Kwalificatie slachtoffer
De rechtbank is van oordeel dat het niet anders kan zijn dan dat verdachte hoorde dat [naam 3] met luide stem zei: "Politie, je bent aangehouden". Hierbij heeft de rechtbank acht geslagen op het feit dat [naam 3] verdachte na deze woorden zag verstrakken in zijn gezicht. Een waarneming die meebrengt dat de afstand tussen verdachte en [naam 3] beperkt is geweest. In dit verband heeft verdachte verklaard dat het ter plaatse pikkedonker was en dat er niemand in de buurt was. De rechtbank ziet zich ook door deze verklaring gesterkt in haar oordeel dat het hierdoor aannemelijk is dat [naam 3], zoals hij verklaart, op een afstand van ongeveer tien meter van verdachte heeft gestaan en niet op een afstand van vijfendertig à veertig meter waarover verdachte heeft verklaard. Er waren daarnaast geen obstakels of (straat)geluiden in de omgeving aanwezig, die tot een ander oordeel leiden. De rechtbank gaat er daarom vanuit dat verdachte heeft gehoord dat [naam 3] riep: "Politie, je bent aangehouden" en derhalve wist dat [naam 3] politieagent was die hem wilde aanhouden
Opsplitsing tenlastelegging door de officier van justitie
Nu de rechtbank de onder 1 primair ten laste gelegde poging tot doodslag van [naam 3] bewezen acht, komt zij niet meer toe aan de subsidiair ten laste gelegde variant van het feit. Zoals hierboven is beschreven, zal de rechtbank de wijze van lezing van de tenlastelegging zoals voorgesteld door de officier van justitie niet volgen.

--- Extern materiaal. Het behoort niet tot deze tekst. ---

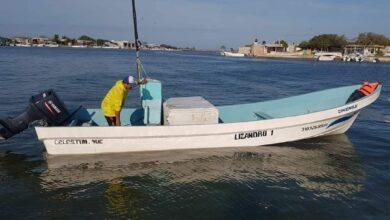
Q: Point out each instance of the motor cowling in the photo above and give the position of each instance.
(46, 107)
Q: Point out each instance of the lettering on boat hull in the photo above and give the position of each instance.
(253, 134)
(78, 141)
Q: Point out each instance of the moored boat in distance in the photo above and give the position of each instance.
(232, 54)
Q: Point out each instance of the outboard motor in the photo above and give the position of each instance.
(46, 107)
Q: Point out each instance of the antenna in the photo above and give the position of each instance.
(137, 46)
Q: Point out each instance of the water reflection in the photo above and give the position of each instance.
(327, 166)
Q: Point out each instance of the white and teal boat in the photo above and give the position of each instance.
(255, 124)
(264, 123)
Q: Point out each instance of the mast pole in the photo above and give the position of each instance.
(137, 46)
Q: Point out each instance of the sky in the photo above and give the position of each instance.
(206, 24)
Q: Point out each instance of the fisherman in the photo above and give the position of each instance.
(115, 99)
(365, 90)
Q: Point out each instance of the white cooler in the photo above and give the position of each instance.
(189, 111)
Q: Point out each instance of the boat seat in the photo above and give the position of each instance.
(262, 116)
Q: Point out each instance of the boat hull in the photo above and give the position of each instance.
(98, 140)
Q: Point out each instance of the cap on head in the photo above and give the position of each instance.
(129, 80)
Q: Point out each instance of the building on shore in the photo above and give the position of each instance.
(370, 50)
(261, 49)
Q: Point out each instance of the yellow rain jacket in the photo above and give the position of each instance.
(114, 99)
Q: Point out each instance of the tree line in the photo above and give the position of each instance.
(334, 42)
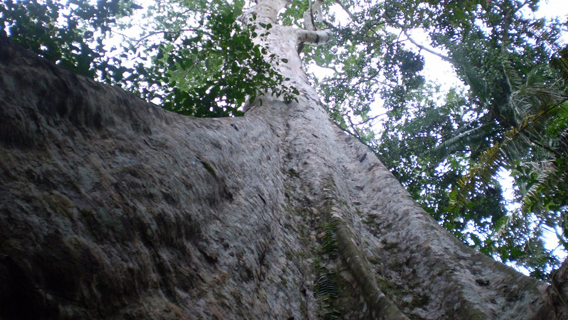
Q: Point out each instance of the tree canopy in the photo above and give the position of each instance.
(508, 114)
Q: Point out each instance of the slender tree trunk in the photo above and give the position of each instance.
(112, 208)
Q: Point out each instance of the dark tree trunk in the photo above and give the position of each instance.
(112, 208)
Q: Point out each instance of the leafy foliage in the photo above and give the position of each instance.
(195, 57)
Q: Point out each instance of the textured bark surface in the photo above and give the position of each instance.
(111, 208)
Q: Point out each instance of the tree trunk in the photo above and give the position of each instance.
(112, 208)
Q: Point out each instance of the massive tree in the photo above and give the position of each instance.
(113, 208)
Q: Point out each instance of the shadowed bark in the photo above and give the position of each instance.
(112, 208)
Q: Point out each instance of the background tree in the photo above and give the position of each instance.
(113, 208)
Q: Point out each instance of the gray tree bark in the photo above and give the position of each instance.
(112, 208)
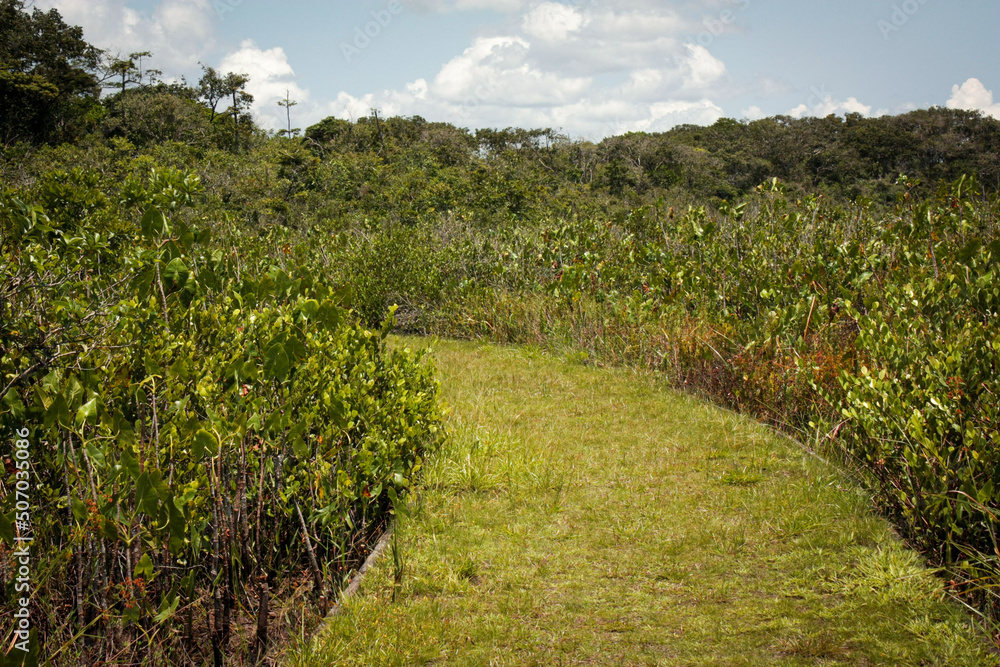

De rechtbank grondt haar beslissing dat verdachte het bewezen geachte heeft begaan op de feiten en omstandigheden zoals die in de bewijsmiddelen zijn vervat.
Ten aanzien van het onder 6 ten laste gelegde
Op 22 april 2009 omstreeks 17.15 uur heeft een man, NN, [naam 6] in haar kledingwinkel '[kledingwinkel]'s' te Amsterdam afgeperst, zoals in rubriek 4 is uiteengezet. Verdachte heeft ter terechtzitting ontkend deze overval te hebben gepleegd.
De rechtbank stelt vast dat er ten aanzien van het onder 6 ten laste gelegde de volgende bewijsmiddelen in het dossier aanwezig zijn. Er is een aangifte van [naam 6]. In deze aangifte verklaart zij onder meer dat NN twee pinpassen met de door haar opgeschreven pincodes van haar meenam. Voorts heeft zij een signalement gegeven dat verdachte niet uitsluit. De overval in de winkel van [naam 6] aan de [straat] is om omstreeks 17.15 uur begonnen. De rechtbank gaat ervan uit dat de overval enkele minuten heeft geduurd. Vaststaat dat verdachte om 17.39.52 uur, in totaal nog geen vijfentwintig minuten na de overval, heeft getracht met de pinpassen van [naam 6] te pinnen bij een bankautomaat in de Rijnstraat. Dit blijkt ook uit de beveilingsbeelden van de ABN Amro Bank en de bekennende verklaring van verdachte hieromtrent.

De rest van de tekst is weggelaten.